I quickly got out of my car when I saw that I had been daydreaming about Cata for too long again, and hurried up the stairs to the therapist's office after ringing the buzzer downstairs. I arrived at the practice and was greeted friendly by the receptionist, who made me fill out some forms before guiding me into the doctor's office. "Hello, Ferran" this guy in his mid-fourties greeted me as he shook my hand. "Hello" I simply replied and we sat down on two couches which were facing each other.
"Very well. I know this must have been a step to overcome, to come here and seek some kind of help, but I'm very glad you did. Athletes may look strong and buff on the outside, but on the inside, they're maybe even more fragile than others. So, I want you to know that this here is a safe space and you can talk about everything that's on your mind, no matter if football related, or private life-related, because in the end, everything is connected in our brain anyways" the doctor said friendly, making me feel at ease. I took a deep breath before starting to speak, not really sure where to start. But I had to start somewhere.
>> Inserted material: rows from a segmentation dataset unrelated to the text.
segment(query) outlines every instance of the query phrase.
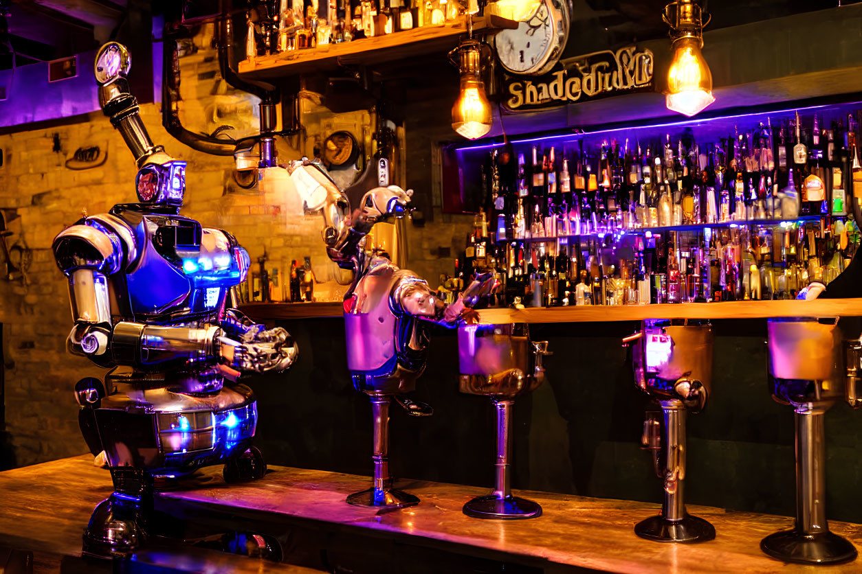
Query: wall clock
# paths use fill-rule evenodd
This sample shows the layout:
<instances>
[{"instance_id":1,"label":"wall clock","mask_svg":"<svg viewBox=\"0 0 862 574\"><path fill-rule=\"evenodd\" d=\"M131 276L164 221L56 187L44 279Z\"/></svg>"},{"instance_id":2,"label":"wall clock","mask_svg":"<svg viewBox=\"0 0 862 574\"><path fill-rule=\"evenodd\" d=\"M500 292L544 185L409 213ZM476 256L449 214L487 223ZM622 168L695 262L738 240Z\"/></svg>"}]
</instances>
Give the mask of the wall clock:
<instances>
[{"instance_id":1,"label":"wall clock","mask_svg":"<svg viewBox=\"0 0 862 574\"><path fill-rule=\"evenodd\" d=\"M494 37L500 64L512 74L550 71L565 47L571 17L568 0L544 0L529 20Z\"/></svg>"}]
</instances>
"Every time I shoot the ball and see it flying past the net... It's like something in me dies. And I feel like I'm crumbling after this season. My relationship came to an end, in my opinion because I wasn't coping well enough with the pressure, and I'm not even sure if I'll have a spot in the team next year or am being sold off." I muttered and the doctor nodded. "Why did you feel that your lack of coping with pressure cost you your relationship?" he asked. "Because I was relying on her building me up instead of doing that myself" I replied, convinced that this was the most pressing issue.
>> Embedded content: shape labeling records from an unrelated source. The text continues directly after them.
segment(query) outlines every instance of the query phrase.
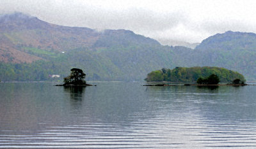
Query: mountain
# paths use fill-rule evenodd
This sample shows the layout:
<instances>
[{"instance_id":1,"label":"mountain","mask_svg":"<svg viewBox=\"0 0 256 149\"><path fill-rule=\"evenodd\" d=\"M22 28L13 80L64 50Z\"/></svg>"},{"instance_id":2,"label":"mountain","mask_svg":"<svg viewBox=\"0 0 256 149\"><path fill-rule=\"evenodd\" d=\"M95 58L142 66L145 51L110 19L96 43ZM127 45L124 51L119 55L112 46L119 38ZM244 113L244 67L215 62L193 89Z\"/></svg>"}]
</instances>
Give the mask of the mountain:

"But it's not only a taking in a relationship. It's also a giving - it's not wrong to want a partner to be there for you in dark moments" he said and I sighed. "There's also... this other girl. I met her in Manchester almost two years ago now, nothing really happened, we met at a club and kissed, but I pushed her away when she told me she didn't want to lose her virginity on a one-night-stand, because... that's not how it should be. I thought I'd never see her again after that, but... she came to Barcelona and long story short, we met by chance again. Nothing happened, but something switched in me when I saw her again. I offered to tutor her in Catalan... She's coming to my place tomorrow" I blabbered. Talking about Cata was so easy and... made me happy.
"Ok, maybe we want to slow down a bit here. You just came out of a relationship and since you haven't said one bad word about your ex, I gather you did love her sincerely. So you need time to heal. Getting involved with another girl wouldn't be fair to her and would only hurt you, because you aren't ready for a new relationship yet. You'll end up hurting her involuntarily, because you yourself are still hurt too. And nothing comes easier to hurt people than hurting others" the therapist explained and I nodded, burying my head in my hands.
"I just... I can't stay away from her. She makes me feel... good. Wanted. Everything is easy with her." I blurted out. "I'm not saying you should stay away from someone who makes you feel good. But maybe try... being friends at first, no hurrying into anything. Build a strong and solid base with her on which you can build if... someday something more blossoms" he replied and smiled at me. "You're right. Being friends sounds good, but... I don't want to lead her on, keep her waiting. She deserves someone who makes her feel like she makes me feel..." I mumbled.
"Friendship isn't a one-way street. Give her back something if she makes you feel as happy as you just described it to me. Be it your time, be it finding out her hobbies and joining her in doing that. I'm sure you will find something to bond over. Just make it be something else than football... you could use the change" he chuckled and I softly laughed too. "I will" I replied and couldn't wait for tomorrow to come around and get to know Cata better. I wanted to know everything about her, I wanted her to be a book I would read with time, discovering new things on every page. And then I would re-read it a million times again, just because of the plot.